Thomas West, “Nature and Happiness in Locke” in The Claremont Review of Books, 19 Apr 2004.
Excerpt:
Contrary to Zuckert, I agree with Strauss that Locke’s doctrine of natural law is not a moral doctrine in the strict sense, because Locke is unable to establish by mere reason the fact of a moral obligation, that is, a lawgiver who promulgates the law and punishes those who disobey it. Locke is able to show that the law of nature benefits all or almost all men. But he cannot show that it is promulgated (for only a small number know it in the state of nature). Nor can he show that it is enforced by the lawgiver (its enforcement in the state of nature is left up to every individual, which means that it will go mostly unenforced, as Locke admits).
My suggestion, then, is that Lockean natural law has a “utilitarian” foundation. The laws of nature are rules of convenience that are useful to human happiness.
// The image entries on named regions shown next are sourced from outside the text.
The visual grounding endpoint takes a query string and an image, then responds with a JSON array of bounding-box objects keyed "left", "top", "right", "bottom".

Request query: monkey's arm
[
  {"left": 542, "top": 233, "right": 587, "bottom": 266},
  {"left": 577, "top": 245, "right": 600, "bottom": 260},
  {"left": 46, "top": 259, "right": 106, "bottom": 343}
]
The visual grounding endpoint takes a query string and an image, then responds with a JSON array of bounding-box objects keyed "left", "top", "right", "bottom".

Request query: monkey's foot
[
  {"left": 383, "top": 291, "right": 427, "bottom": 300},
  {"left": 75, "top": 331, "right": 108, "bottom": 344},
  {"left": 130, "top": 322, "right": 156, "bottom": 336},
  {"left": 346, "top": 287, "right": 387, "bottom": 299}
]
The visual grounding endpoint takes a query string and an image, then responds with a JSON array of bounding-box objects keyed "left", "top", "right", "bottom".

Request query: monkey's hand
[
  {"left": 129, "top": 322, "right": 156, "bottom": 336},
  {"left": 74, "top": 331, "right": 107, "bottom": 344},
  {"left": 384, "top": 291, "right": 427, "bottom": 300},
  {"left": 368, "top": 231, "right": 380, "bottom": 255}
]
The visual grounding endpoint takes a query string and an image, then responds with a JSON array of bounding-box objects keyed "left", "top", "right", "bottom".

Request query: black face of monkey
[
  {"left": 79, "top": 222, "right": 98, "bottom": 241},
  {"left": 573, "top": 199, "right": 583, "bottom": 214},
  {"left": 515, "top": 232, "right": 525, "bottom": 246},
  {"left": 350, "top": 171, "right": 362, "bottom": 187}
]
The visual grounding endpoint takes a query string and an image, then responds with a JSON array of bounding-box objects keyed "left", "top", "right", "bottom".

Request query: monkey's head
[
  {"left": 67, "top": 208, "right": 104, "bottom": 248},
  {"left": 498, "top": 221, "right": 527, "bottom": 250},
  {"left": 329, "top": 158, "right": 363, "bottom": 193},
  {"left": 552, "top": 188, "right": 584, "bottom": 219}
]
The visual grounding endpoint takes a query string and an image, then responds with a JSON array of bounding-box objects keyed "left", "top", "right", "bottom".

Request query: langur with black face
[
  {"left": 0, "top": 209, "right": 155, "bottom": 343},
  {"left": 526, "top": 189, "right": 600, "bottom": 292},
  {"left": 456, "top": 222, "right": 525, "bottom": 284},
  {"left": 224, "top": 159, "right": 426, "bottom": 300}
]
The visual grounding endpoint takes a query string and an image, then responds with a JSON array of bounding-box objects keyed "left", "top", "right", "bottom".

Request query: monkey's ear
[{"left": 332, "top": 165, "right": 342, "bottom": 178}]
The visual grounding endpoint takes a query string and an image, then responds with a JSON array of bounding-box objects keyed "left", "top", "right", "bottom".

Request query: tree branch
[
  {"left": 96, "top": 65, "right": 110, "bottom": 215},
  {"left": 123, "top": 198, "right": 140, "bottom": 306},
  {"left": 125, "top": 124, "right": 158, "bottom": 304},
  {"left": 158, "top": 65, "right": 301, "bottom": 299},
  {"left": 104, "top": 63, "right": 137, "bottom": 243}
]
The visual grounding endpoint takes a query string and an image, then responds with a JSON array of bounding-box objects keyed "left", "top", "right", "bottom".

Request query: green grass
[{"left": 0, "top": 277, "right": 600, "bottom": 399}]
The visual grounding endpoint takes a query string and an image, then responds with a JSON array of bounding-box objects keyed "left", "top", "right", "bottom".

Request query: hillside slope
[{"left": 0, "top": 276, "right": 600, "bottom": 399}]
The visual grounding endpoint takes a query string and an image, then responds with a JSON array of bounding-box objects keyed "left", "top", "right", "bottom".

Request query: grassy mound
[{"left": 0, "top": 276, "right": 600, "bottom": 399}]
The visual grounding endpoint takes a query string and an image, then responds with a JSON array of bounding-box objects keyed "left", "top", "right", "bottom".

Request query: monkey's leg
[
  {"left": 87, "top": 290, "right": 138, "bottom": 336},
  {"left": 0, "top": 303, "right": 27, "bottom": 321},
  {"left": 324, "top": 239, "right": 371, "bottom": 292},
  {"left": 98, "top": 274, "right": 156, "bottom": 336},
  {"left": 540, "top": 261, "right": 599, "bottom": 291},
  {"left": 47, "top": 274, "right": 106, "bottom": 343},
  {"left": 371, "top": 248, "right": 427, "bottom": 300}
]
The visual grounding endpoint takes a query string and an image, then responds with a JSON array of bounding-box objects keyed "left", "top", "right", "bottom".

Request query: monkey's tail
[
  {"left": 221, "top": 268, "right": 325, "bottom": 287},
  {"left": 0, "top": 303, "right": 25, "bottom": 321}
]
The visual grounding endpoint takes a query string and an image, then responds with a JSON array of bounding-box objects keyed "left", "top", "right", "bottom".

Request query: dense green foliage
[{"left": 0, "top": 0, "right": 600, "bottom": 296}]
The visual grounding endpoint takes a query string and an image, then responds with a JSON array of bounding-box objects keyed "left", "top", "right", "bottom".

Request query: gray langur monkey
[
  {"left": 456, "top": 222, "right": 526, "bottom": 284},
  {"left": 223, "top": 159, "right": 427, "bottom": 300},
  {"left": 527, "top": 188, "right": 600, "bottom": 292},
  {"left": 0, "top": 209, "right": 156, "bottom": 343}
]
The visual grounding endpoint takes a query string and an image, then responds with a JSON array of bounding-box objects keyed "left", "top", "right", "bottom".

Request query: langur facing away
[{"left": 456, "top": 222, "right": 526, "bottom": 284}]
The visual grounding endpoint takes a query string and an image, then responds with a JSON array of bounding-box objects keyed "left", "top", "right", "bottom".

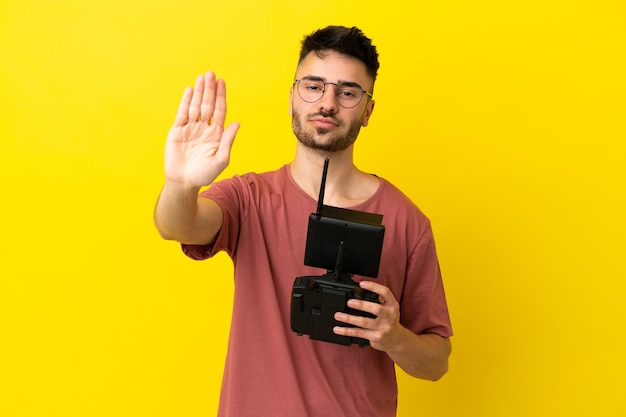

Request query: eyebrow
[{"left": 300, "top": 75, "right": 365, "bottom": 91}]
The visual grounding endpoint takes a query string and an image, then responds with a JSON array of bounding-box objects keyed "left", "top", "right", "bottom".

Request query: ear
[{"left": 362, "top": 100, "right": 376, "bottom": 127}]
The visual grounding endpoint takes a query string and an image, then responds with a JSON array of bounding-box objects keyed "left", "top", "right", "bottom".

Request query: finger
[
  {"left": 216, "top": 123, "right": 239, "bottom": 163},
  {"left": 174, "top": 87, "right": 193, "bottom": 127},
  {"left": 213, "top": 79, "right": 226, "bottom": 126},
  {"left": 189, "top": 75, "right": 204, "bottom": 122},
  {"left": 348, "top": 298, "right": 382, "bottom": 317},
  {"left": 200, "top": 71, "right": 215, "bottom": 123}
]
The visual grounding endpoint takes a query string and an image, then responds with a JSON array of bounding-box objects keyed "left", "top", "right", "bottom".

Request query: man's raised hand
[{"left": 165, "top": 72, "right": 239, "bottom": 187}]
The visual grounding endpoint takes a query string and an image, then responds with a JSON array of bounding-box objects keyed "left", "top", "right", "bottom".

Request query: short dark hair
[{"left": 298, "top": 26, "right": 380, "bottom": 81}]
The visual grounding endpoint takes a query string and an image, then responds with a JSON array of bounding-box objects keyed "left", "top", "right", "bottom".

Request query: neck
[{"left": 290, "top": 147, "right": 379, "bottom": 207}]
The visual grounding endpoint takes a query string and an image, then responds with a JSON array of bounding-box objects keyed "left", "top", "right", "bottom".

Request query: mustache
[{"left": 308, "top": 112, "right": 341, "bottom": 125}]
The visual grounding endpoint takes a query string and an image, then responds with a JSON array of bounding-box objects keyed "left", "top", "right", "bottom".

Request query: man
[{"left": 155, "top": 27, "right": 452, "bottom": 417}]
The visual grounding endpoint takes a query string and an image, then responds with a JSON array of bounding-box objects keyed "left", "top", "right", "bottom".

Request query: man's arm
[
  {"left": 154, "top": 72, "right": 239, "bottom": 244},
  {"left": 334, "top": 281, "right": 452, "bottom": 381}
]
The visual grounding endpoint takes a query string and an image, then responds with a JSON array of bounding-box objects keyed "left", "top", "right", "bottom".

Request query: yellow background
[{"left": 0, "top": 0, "right": 626, "bottom": 417}]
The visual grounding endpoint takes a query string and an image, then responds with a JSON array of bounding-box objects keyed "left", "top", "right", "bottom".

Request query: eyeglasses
[{"left": 294, "top": 77, "right": 374, "bottom": 109}]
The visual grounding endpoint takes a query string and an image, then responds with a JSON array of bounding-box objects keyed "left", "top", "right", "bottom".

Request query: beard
[{"left": 291, "top": 109, "right": 363, "bottom": 153}]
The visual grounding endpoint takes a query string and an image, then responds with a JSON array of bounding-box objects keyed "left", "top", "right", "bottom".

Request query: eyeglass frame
[{"left": 292, "top": 75, "right": 374, "bottom": 109}]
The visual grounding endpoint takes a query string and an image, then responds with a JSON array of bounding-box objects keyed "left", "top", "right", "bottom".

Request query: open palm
[{"left": 165, "top": 72, "right": 239, "bottom": 187}]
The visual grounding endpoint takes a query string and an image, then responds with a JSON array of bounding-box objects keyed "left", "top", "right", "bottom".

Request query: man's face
[{"left": 290, "top": 51, "right": 374, "bottom": 153}]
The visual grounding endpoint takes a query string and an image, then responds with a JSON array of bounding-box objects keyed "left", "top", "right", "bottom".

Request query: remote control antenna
[{"left": 315, "top": 158, "right": 328, "bottom": 220}]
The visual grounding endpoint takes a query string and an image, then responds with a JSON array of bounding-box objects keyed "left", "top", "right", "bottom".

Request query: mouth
[{"left": 309, "top": 116, "right": 339, "bottom": 129}]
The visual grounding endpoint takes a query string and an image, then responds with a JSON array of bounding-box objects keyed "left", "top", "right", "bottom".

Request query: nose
[{"left": 317, "top": 83, "right": 339, "bottom": 113}]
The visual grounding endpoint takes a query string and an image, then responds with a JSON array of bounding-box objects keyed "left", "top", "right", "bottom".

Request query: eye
[
  {"left": 302, "top": 81, "right": 324, "bottom": 91},
  {"left": 337, "top": 87, "right": 361, "bottom": 99}
]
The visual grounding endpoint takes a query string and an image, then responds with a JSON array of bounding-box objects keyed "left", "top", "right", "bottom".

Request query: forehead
[{"left": 296, "top": 51, "right": 372, "bottom": 88}]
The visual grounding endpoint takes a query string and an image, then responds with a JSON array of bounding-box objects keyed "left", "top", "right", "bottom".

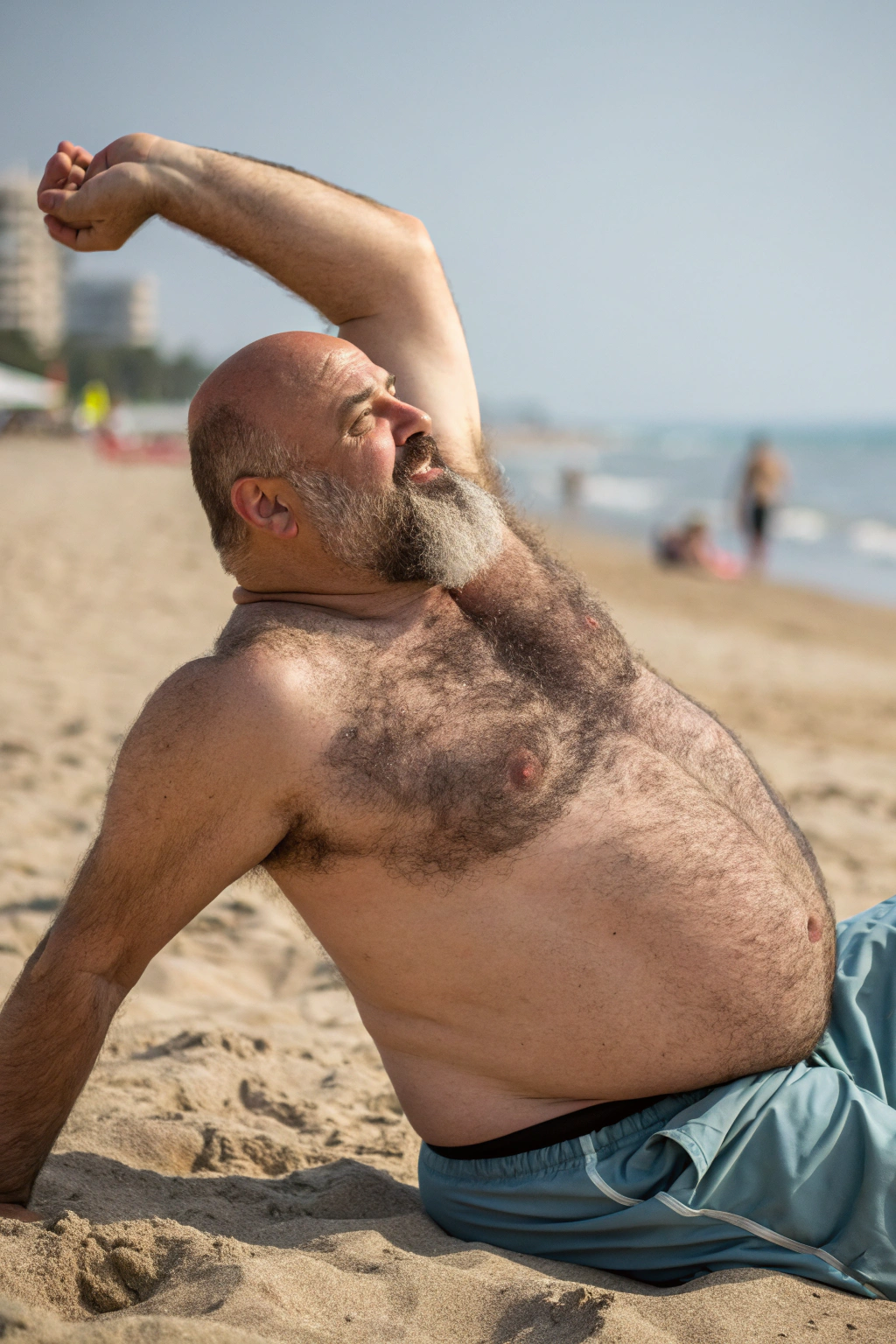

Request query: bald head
[
  {"left": 189, "top": 332, "right": 349, "bottom": 440},
  {"left": 189, "top": 324, "right": 501, "bottom": 592},
  {"left": 189, "top": 332, "right": 369, "bottom": 564}
]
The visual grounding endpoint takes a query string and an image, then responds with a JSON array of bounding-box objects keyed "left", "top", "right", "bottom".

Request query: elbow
[{"left": 395, "top": 211, "right": 442, "bottom": 278}]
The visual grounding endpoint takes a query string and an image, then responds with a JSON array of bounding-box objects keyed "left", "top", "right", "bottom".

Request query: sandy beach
[{"left": 0, "top": 438, "right": 896, "bottom": 1344}]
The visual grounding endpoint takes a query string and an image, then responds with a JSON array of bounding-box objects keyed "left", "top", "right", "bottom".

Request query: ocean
[{"left": 489, "top": 424, "right": 896, "bottom": 606}]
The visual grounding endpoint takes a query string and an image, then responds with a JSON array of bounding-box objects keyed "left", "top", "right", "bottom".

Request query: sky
[{"left": 0, "top": 0, "right": 896, "bottom": 424}]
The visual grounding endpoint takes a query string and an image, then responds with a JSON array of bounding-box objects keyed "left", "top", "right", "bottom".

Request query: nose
[{"left": 392, "top": 401, "right": 432, "bottom": 447}]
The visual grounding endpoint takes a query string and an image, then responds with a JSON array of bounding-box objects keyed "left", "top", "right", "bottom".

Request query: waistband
[{"left": 427, "top": 1094, "right": 668, "bottom": 1161}]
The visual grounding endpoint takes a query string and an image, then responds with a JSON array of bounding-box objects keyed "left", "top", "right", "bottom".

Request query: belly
[{"left": 274, "top": 780, "right": 833, "bottom": 1144}]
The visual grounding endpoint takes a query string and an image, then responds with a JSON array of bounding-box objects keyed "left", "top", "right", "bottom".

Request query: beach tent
[{"left": 0, "top": 364, "right": 66, "bottom": 411}]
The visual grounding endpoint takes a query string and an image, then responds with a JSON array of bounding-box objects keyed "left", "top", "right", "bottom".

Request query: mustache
[{"left": 392, "top": 433, "right": 447, "bottom": 485}]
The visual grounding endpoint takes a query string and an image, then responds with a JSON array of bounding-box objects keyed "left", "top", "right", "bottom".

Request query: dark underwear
[
  {"left": 427, "top": 1096, "right": 665, "bottom": 1161},
  {"left": 750, "top": 500, "right": 768, "bottom": 540}
]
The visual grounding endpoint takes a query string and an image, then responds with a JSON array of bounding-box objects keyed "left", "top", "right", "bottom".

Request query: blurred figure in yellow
[
  {"left": 78, "top": 382, "right": 111, "bottom": 430},
  {"left": 738, "top": 436, "right": 790, "bottom": 570}
]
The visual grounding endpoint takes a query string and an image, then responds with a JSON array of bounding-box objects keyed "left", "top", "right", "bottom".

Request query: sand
[{"left": 0, "top": 438, "right": 896, "bottom": 1344}]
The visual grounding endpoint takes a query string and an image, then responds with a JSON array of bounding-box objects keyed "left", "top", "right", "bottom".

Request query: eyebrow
[{"left": 339, "top": 374, "right": 395, "bottom": 419}]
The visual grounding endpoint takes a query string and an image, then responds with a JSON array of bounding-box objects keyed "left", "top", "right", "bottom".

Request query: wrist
[{"left": 145, "top": 136, "right": 206, "bottom": 223}]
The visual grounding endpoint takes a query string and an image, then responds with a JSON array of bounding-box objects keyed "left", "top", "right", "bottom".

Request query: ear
[{"left": 230, "top": 476, "right": 298, "bottom": 540}]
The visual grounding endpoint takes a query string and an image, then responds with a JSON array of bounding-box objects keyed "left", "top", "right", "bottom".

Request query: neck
[{"left": 234, "top": 582, "right": 444, "bottom": 621}]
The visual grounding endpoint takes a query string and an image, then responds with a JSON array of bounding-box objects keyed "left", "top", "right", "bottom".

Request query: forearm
[
  {"left": 0, "top": 940, "right": 126, "bottom": 1204},
  {"left": 146, "top": 140, "right": 447, "bottom": 326},
  {"left": 146, "top": 140, "right": 489, "bottom": 484}
]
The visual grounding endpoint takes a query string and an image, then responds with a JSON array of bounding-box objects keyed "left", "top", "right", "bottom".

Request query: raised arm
[
  {"left": 0, "top": 660, "right": 294, "bottom": 1216},
  {"left": 38, "top": 135, "right": 481, "bottom": 474}
]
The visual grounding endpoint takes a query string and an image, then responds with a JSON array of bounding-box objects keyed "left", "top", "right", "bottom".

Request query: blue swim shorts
[{"left": 419, "top": 897, "right": 896, "bottom": 1301}]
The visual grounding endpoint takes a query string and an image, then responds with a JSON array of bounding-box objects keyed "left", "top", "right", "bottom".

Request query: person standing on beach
[
  {"left": 0, "top": 136, "right": 896, "bottom": 1298},
  {"left": 738, "top": 436, "right": 790, "bottom": 571}
]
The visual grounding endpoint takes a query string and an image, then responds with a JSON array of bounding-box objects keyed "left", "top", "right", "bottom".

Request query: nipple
[{"left": 508, "top": 747, "right": 544, "bottom": 789}]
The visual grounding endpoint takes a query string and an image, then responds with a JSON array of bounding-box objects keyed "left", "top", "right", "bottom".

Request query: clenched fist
[{"left": 38, "top": 135, "right": 164, "bottom": 251}]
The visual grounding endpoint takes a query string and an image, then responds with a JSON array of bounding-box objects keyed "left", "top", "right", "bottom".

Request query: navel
[{"left": 508, "top": 747, "right": 544, "bottom": 789}]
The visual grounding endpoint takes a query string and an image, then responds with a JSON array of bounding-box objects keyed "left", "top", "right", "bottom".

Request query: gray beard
[{"left": 288, "top": 468, "right": 502, "bottom": 589}]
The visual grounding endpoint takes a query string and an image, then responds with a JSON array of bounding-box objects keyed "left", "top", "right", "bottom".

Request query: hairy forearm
[
  {"left": 146, "top": 140, "right": 447, "bottom": 326},
  {"left": 0, "top": 937, "right": 126, "bottom": 1204}
]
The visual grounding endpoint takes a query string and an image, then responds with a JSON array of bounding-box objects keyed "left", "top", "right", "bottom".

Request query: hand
[
  {"left": 0, "top": 1204, "right": 43, "bottom": 1223},
  {"left": 38, "top": 135, "right": 161, "bottom": 251}
]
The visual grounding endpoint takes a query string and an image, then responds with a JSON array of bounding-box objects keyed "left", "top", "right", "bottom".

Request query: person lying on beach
[
  {"left": 654, "top": 514, "right": 743, "bottom": 579},
  {"left": 0, "top": 136, "right": 896, "bottom": 1298}
]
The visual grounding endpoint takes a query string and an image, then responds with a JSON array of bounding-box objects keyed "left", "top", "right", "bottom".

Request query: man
[
  {"left": 738, "top": 434, "right": 790, "bottom": 571},
  {"left": 0, "top": 136, "right": 896, "bottom": 1296}
]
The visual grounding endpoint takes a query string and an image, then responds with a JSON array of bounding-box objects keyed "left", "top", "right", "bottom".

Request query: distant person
[
  {"left": 654, "top": 514, "right": 743, "bottom": 579},
  {"left": 560, "top": 466, "right": 584, "bottom": 508},
  {"left": 740, "top": 436, "right": 790, "bottom": 570}
]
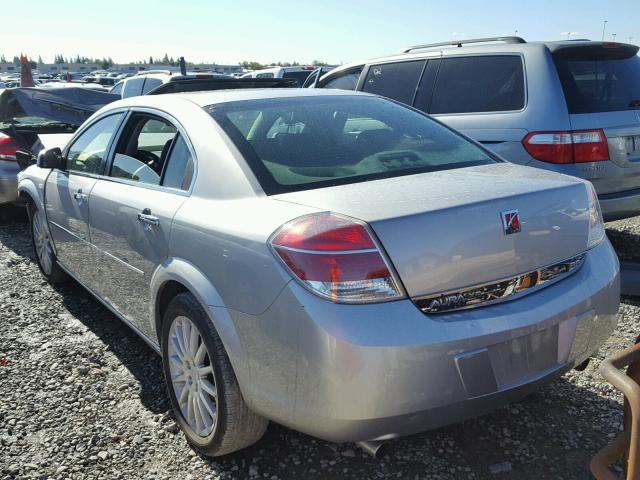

In this respect, Locke is still in the tradition of Plato, Aristotle, Cicero, Aquinas, Hobbes, and most other major philosophers preceding Kant. Locke shares what Kant called the “eudaimonism” of that tradition, which Kant rejected, followed by Hegel and Marx. (“Eudaimonism” is “happinessism”—the view that the ultimate ground of morality and political right is human well-being.) That is, in this fundamental respect, Locke is closer to the classics, who also grounded natural right in a “utilitarian” way. In the end, according to this tradition, what is right is right because it is useful for human well being. (For example, in Plato’s Republic, book 9, and in the Protagoras, the virtues are good because they promote pleasure or happiness; in Xenophon’s Hiero, tyranny is bad because the tyrant is the most miserable of men.)